The product had to support a decision, not simply display information. The customer needed clarity, but also confidence. They needed insight, but also a way to act on it.
That lesson is not limited to property.
It applies to consulting, where clients often receive detailed recommendations but still struggle to make decisions internally. It applies to enterprise transformation, where dashboards can show performance without changing accountability. It applies to AI adoption, where organisations produce more automated output without redesigning the process around it. It applies to media and content, where publishing more information does not automatically build trust.
In each case, the same pattern appears.
The business believes it has delivered value because it has delivered information, analysis or output. But the customer is still carrying the harder part of the journey alone.
What This Taught Me About The Designed Business
This is one of the reasons I am writing The Designed Business.
The central idea of the book is that growth does not fix the business. It reveals what has already been built. If a business has not clearly designed the problem it solves, the value it creates, the trust it requires, the system that delivers it and the learning loop that improves it, growth will not quietly repair those gaps. It will expose them.
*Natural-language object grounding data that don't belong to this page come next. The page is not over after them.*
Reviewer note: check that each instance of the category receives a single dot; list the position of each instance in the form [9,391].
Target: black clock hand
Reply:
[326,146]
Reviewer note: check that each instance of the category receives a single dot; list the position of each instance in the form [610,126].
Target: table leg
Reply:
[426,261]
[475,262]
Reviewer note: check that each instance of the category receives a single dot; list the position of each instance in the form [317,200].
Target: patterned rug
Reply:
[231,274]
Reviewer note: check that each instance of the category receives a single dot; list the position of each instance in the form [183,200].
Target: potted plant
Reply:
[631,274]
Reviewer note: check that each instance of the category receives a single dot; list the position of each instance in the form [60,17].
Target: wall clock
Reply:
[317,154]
AbodeFinder exposed one of those gaps for me.
It showed me that the value of a business is not always where the founder first thinks it is. I thought the product was mainly about better property data. The customer showed me that the deeper value was confidence in a decision.
That shift matters.
When a business understands that shift, it designs differently. It sells differently. It uses technology differently. It decides what should be automated and what should remain human. It measures success differently. It stops asking only whether the product works and starts asking whether the customer has moved.
That is a much harder standard.
But it is also a more useful one.
The Real Destination Is Not the Dashboard
Better Data can make the world more visible. It can show patterns, risks and possibilities. It can help customers think more clearly than they could before.
But visibility is not the same as progress.
A customer can see more and still hesitate. They can understand more and still feel uncertain. They can receive better analysis and still not know what to do next.
That is the point where the real business design begins.
Not at the dashboard.
Not at the report.
Not at the AI output.
At the moment where the customer asks:
“So what should I do now?”
The businesses that answer that question well are not just providing information. They are designing confidence.